Ten microsatellite loci were used: GAGG5, GA12, GA126, GA131, GA134, GA136, GA140 were designed and described by Chavarriaga-Aguirre et al. (1998), and SSRY13, SSRY89, and SSRY164 by Mba et al. (2001) (Table 1). Amplification reactions were carried out with a final volume of 15 µL, containing 0.4 mM dNTPs, 0.2-0.3 µM of each primer, 1X buffer [500 mM KCl, 100 mM Tris-HCl (pH 9.0 at 25°C), 15 mM MgCl2, 1% Triton X-100], 1 U Taq DNA polymerase (GenScript), and 50 ng DNA. Amplification was performed in a Veriti thermocycler (Applied Biosystems) with an initial denaturation at 94°C for 3 min followed by 40 cycles of 94°C for 30 s, 58°-61°C for 30 s (depending upon annealing temperature of the primers), 72°C for 30 s and a final extension at 72°C for 30 min. The quality of the fragments was verified on 2% agarose gel. Each forward primer was fluorescently labeled with FAM, allowing analysis by capillary electrophoresis in a Genetic Analyser 3500 (Applied Biosystems) using GeneScanTM 600 LIZ as an internal marker to infer the size of the alleles, and the data were analyzed using the GeneMapper v. 4.1 software (Applied Biosystems).

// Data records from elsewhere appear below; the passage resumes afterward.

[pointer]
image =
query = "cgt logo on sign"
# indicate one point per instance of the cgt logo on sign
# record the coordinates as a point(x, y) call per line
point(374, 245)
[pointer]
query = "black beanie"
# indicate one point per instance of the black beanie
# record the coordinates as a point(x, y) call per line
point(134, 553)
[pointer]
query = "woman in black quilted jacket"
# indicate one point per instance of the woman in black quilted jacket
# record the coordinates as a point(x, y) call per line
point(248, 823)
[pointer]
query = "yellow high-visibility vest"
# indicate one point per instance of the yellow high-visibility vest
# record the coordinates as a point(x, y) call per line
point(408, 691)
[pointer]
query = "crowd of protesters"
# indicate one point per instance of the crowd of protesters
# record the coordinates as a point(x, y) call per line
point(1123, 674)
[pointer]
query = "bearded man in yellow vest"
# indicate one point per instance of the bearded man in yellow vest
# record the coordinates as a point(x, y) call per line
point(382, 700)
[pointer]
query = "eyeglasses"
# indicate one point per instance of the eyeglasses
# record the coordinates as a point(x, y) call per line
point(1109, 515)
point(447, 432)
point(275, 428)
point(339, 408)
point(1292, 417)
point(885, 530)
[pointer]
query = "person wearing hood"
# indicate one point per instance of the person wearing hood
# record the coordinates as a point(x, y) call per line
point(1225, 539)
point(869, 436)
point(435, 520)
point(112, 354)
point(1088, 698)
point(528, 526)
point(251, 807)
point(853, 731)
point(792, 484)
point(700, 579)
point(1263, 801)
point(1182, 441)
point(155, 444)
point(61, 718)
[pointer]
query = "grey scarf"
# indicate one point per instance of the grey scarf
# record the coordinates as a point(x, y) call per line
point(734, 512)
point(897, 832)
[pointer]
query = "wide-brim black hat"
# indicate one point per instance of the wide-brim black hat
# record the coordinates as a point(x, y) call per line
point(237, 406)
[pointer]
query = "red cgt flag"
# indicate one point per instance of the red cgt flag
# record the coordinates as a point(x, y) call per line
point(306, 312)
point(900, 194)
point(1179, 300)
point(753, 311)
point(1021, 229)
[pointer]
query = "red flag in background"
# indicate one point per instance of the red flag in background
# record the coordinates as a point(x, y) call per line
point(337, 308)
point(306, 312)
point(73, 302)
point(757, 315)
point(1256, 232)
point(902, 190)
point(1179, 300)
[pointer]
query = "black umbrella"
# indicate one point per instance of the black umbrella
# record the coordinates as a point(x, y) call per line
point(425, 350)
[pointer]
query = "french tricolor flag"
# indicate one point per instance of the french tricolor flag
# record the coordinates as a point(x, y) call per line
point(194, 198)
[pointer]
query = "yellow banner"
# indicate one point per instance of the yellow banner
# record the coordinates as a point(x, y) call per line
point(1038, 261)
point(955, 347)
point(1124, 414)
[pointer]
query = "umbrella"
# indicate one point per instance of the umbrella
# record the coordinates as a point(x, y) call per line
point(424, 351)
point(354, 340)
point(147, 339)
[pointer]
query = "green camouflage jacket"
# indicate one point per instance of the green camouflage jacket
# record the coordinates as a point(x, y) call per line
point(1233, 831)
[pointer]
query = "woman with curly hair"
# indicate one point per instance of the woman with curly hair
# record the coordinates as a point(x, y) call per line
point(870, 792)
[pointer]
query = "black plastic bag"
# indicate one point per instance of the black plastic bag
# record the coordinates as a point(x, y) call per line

Locus Ta Ar (bp) NA HO HE PIC
GAGG51 60° 114-123 6 0.523 0.509 0.438
GA121 59° 131-142 9 0.579 0.790 0.764
GA12611 60° 176-214 14 0.745 0.829 0.816
GA13111 59° 92-123 21 0.781 0.860 0.848
GA13411 58° 307-325 4 0.397 0.414 0.355
GA13611 59° 139-153 10 0.600 0.689 0.653
GA14011 58° 146-169 9 0.723 0.781 0.748
SSRY132 58° 192-236 20 0.455 0.844 0.835
SSRY892 58° 98-118 5 0.175 0.426 0.385
SSRY1642 60° 152-184 15 0.480 0.681 0.680
Mean     11.3 0.546 0.682 0.652

Table 1: Characteristics of the 10 SSR loci analyzed in 470 AGB accessions, including annealing temperature (Ta), allele size range in base pairs (Ar), the number of alleles per locus (NA), observed heterozygosity (HO),expected heterozygosity (HE), and polymorphism information content (PIC).

Data analysis

The genetic diversity parameters (Nei, 1987), the number of alleles and observed and expected heterozygosities, were estimated using ARLEQUIN v. 3.5 (Excoffier and Lischer, 2010). The polymorphism information content (PIC) was calculated with Cervus v. 3.0 (Kalinowski et al., 2007), while the fixation and Shannon indexes were estimated using GenAlex 6.5 (Peakall and Smouse, 2012).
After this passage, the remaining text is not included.